The attack chains in this campaign were consistent, with malicious ZIP attachments centered around official meetings, elections, and international forums. These attachments contained LNK files that, when launched, executed PowerShell commands to extract and deploy the PlugX payload. The use of living-off-the-land binaries (LOLBins) throughout the infection chain highlights the attackers’ sophistication.
The TAR archive used in the attack contained three files:
– RemoveBackupper.exe: A legitimate signed executable associated with AOMEI Backupper, vulnerable to DLL search-order hijacking.
– backupper.dat: An encrypted file containing the PlugX payload.

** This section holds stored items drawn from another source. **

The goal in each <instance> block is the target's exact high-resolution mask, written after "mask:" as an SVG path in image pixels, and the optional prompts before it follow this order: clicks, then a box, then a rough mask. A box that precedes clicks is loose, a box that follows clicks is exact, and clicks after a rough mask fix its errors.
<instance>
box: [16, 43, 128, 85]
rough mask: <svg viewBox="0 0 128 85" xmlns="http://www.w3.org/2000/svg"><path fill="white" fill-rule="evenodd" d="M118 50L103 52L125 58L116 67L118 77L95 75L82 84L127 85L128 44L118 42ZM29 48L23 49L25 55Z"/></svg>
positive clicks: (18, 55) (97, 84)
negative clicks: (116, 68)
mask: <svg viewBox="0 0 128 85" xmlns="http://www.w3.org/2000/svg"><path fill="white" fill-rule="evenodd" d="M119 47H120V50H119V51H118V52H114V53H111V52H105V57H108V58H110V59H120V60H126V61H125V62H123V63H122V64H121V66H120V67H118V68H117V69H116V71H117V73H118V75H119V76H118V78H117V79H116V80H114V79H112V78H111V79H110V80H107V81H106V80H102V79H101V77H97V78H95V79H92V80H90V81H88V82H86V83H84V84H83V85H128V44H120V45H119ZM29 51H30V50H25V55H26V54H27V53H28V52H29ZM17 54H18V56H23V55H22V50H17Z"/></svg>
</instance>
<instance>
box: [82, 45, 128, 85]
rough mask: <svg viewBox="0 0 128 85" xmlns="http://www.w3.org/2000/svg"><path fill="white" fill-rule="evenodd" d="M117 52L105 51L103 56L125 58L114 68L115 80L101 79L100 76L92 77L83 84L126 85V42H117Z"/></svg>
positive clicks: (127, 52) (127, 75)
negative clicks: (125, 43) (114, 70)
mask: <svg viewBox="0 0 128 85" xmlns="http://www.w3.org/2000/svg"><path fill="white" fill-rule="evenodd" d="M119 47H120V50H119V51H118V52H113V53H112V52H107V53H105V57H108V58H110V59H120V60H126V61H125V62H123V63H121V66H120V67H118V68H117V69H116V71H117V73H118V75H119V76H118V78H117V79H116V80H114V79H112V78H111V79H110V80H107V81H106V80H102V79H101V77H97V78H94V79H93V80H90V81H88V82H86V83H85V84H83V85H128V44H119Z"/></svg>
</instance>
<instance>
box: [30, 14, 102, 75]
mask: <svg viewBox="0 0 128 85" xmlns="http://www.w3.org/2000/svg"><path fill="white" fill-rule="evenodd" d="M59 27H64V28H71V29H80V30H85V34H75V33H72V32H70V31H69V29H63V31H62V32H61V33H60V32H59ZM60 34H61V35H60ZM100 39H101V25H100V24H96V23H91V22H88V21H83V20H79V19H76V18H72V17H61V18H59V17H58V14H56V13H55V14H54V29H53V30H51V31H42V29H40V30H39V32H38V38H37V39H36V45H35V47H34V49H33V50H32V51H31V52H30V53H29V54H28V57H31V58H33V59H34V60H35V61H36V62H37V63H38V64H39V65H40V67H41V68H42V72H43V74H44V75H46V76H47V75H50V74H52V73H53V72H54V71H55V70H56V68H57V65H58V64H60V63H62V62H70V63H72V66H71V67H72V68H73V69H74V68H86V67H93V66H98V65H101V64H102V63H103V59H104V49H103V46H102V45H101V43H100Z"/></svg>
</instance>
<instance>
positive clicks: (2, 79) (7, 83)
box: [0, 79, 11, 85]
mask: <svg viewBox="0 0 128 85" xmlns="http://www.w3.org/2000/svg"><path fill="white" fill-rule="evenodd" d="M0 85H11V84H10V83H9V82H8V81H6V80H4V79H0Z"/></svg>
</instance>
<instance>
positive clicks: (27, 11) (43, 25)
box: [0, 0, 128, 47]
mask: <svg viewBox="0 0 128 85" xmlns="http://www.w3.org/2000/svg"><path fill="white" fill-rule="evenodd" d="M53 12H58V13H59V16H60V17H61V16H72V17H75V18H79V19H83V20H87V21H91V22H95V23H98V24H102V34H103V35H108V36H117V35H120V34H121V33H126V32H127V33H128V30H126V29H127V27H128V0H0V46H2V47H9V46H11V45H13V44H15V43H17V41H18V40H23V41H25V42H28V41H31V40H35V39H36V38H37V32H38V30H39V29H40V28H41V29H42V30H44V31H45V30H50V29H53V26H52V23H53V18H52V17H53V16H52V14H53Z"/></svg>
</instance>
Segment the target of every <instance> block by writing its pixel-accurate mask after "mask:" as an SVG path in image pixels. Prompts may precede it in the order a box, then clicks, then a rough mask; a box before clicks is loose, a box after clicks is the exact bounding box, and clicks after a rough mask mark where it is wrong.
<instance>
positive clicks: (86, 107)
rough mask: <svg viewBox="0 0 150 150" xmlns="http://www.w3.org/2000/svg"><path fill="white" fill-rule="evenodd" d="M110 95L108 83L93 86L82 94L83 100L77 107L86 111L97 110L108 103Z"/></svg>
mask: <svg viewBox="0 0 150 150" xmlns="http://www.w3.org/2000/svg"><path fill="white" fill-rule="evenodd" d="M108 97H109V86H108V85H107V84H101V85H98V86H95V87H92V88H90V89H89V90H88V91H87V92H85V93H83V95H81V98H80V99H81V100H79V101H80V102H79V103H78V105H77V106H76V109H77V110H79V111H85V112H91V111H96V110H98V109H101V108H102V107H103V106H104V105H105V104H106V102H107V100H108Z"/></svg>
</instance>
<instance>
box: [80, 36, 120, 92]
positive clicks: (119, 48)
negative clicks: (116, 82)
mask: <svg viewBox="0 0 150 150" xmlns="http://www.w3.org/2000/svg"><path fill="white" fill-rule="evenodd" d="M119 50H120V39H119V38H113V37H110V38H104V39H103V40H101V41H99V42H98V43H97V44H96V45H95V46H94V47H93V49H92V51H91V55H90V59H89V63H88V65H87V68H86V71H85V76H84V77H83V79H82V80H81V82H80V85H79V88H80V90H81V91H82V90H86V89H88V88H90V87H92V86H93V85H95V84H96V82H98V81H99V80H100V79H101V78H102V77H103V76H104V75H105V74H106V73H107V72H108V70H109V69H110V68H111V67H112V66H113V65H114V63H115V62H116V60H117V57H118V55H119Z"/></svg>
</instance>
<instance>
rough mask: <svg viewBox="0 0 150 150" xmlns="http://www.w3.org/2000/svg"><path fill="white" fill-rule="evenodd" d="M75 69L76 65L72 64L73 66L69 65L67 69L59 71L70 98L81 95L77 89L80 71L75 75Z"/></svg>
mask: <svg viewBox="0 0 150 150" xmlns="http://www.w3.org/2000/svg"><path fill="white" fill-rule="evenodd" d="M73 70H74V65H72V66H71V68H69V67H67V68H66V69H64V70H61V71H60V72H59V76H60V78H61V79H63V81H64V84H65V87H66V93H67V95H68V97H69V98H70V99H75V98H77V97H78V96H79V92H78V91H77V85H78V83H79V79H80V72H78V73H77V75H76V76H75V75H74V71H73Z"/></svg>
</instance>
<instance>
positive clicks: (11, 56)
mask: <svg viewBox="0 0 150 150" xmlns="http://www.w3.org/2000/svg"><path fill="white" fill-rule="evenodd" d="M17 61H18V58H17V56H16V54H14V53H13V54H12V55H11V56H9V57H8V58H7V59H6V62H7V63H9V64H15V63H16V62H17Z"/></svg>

– comn.dll: A malicious DLL sideloaded using the executable to load PlugX.
Executing the legitimate executable displayed a decoy PDF document to the user, creating the illusion of normalcy while DOPLUGS was installed in the background.
The correlation between actual diplomatic events and the timing of detected lures suggests that similar campaigns are likely to persist as geopolitical developments unfold. Entities operating in diplomatic, governmental, and policy-oriented sectors should regard malicious LNK distribution methods and DLL search-order hijacking via legitimate executables as persistent, high-priority threats.